Yale a acquis l’artefact en 2015, bien que le donateur n’ait jamais été divulgué. La décision de ramener l’œuvre au Népal a été prise en collaboration avec le gouvernement du pays l’année dernière, a déclaré la directrice du musée, Stephanie Wiles.
Bishnu Prasad Gautam, consul général par intérim du Népal, a déclaré dans un communiqué que le retour « aidera le Népal à préserver son histoire et sa culture et soutiendra également les efforts nationaux pour récupérer et rétablir les biens culturels perdus ».
Dans la plupart des cas de rapatriement, un pays déposera une réclamation demandant la restitution d’un objet qui, selon lui, a été pillé. Selon Yale, l’enquête sur la façon dont la sculpture est arrivée aux États-Unis a été auto-initiée et a commencé en 2021. Un rapport de 2022 dans le Temps népalais a déclaré que l’objet avait été « sélectionné » pour le retour, bien qu’il n’ait pas été transporté à Katmandou jusqu’à présent.
L’artefact, une sculpture de la divinité Tara, provient du temple Bir Bhadreshwor Mahadev à Bhaktapur. Il remonte à la fin du IXe siècle ou au début du 10e siècle de notre ère.
Selon Yale, le consulat de New York pour le Népal a contacté le musée au sujet du retour à mi-parcours de son enquête sur l’histoire de l’œuvre. Cette enquête a révélé qu’il se trouvait au temple aussi récemment qu’en 1976, date à laquelle il avait été « vénéré comme la déesse hindoue Parvati dans le rituel quotidien », a déclaré le musée.
Une attention accrue est accordée aux artefacts népalais dans les musées, des institutions comme le Rubin Museum of Art et le Dallas Museum of Art ayant rendu des objets de leurs collections au pays au cours de la dernière année. Une grande partie de la campagne visant à ramener les artefacts pillés au Népal est menée par des militants.
« Les musées et les collectionneurs doivent se rendre compte que certaines catégories d’objets sacrés, comme ceux du Népal, n’ont jamais quitté le pays légalement ou avec la permission des communautés qui les ont fabriqués et adorés », ont écrit les universitaires Erin L. Thompson et Emiline Smith dans un Hyperallergique éditorial de l’année dernière. « Ils doivent réaliser qu’ils ont l’obligation morale d’inverser l’histoire d’exploitation, de violence et de condescendance de leurs relations avec le Népal et d’autres pays d’origine. »

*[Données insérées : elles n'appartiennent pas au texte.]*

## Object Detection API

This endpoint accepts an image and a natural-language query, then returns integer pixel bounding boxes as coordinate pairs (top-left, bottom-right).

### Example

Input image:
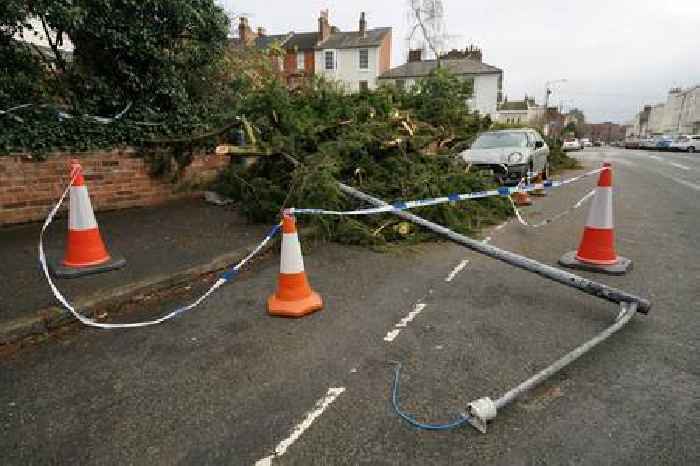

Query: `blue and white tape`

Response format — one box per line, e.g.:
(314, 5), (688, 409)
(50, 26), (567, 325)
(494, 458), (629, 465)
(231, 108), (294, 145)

(286, 167), (608, 216)
(510, 189), (595, 228)
(39, 178), (282, 329)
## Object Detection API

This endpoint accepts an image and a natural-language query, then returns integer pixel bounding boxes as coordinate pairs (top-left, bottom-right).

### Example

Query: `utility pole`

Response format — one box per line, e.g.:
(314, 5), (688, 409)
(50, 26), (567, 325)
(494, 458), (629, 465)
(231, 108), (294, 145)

(544, 79), (568, 109)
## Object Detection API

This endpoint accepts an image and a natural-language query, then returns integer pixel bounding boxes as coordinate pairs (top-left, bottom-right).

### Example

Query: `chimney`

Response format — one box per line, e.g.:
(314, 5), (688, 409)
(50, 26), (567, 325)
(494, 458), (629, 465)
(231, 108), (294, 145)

(238, 16), (257, 45)
(408, 49), (423, 63)
(360, 11), (367, 37)
(464, 45), (482, 63)
(318, 10), (331, 42)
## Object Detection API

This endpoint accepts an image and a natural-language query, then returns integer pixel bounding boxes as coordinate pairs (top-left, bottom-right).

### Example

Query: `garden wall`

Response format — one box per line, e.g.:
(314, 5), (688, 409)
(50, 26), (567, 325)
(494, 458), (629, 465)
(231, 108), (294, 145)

(0, 149), (229, 226)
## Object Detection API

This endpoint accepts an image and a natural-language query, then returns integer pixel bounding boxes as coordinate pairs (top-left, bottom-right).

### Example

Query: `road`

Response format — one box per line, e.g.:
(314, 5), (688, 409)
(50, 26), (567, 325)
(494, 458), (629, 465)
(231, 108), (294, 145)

(0, 148), (700, 466)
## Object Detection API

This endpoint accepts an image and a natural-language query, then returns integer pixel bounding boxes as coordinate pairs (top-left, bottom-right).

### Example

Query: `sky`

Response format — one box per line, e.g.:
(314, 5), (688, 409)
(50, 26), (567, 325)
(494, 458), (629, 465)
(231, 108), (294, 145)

(216, 0), (700, 123)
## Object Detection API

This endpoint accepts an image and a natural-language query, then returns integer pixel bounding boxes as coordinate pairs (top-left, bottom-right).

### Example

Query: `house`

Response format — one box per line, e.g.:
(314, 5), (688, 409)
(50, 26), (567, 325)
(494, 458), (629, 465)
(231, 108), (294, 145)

(628, 85), (700, 138)
(232, 10), (391, 92)
(495, 96), (545, 125)
(315, 11), (391, 92)
(379, 46), (503, 117)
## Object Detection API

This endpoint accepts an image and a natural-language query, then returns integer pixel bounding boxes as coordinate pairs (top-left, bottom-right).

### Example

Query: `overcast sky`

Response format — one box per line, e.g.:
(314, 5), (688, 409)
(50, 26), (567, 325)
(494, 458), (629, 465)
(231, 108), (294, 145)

(217, 0), (700, 122)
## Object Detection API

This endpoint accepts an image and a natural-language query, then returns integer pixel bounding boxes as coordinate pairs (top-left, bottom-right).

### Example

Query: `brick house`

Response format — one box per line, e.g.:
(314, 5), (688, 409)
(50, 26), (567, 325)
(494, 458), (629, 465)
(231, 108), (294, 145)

(379, 46), (503, 118)
(232, 10), (391, 92)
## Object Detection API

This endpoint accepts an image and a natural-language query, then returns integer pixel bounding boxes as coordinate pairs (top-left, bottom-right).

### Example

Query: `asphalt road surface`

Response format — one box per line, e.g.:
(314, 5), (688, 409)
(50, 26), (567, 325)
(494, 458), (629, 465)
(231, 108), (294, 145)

(0, 148), (700, 466)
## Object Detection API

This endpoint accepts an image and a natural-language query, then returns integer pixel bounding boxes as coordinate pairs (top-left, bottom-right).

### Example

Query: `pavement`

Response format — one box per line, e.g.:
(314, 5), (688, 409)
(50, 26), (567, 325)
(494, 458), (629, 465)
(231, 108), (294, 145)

(0, 199), (268, 343)
(0, 148), (700, 466)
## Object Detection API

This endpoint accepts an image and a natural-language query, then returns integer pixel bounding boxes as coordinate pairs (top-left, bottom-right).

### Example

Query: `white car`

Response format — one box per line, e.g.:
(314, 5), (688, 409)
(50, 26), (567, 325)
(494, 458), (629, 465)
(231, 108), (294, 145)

(459, 128), (549, 184)
(671, 134), (700, 153)
(561, 138), (583, 152)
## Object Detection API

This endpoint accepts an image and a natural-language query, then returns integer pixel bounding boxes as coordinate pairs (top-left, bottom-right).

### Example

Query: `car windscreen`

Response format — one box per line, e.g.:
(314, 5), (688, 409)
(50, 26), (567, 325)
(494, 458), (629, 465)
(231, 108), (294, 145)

(472, 133), (527, 149)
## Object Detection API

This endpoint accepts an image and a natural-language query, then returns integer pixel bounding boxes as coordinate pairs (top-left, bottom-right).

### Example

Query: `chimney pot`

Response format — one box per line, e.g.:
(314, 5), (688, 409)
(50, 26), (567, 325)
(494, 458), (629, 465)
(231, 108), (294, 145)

(408, 49), (423, 63)
(360, 11), (367, 37)
(318, 10), (331, 42)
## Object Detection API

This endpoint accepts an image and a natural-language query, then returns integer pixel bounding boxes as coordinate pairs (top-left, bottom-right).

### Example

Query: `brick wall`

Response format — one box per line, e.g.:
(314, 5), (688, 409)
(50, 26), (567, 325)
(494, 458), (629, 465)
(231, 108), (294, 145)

(0, 150), (228, 225)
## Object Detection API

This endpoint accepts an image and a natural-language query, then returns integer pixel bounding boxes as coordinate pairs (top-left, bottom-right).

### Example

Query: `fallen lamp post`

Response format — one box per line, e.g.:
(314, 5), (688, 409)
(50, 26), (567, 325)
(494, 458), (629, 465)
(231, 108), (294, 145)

(338, 183), (651, 433)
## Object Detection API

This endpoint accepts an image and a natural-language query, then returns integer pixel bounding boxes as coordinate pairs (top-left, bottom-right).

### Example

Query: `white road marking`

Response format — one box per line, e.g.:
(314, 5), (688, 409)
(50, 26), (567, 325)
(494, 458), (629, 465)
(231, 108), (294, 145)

(384, 303), (428, 342)
(255, 387), (345, 466)
(672, 178), (700, 191)
(669, 162), (690, 171)
(445, 259), (469, 283)
(384, 328), (401, 343)
(396, 303), (427, 328)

Le mois dernier, 13 artefacts d’Inde et de Birmanie ont été saisis à Yale par des enquêteurs. Les responsables impliqués ont déclaré que de nombreux objets étaient passés entre les mains de Subhash Kapoor, un marchand new-yorkais en disgrâce qui a été accusé de diriger un réseau de trafic axé sur les antiquités pillées.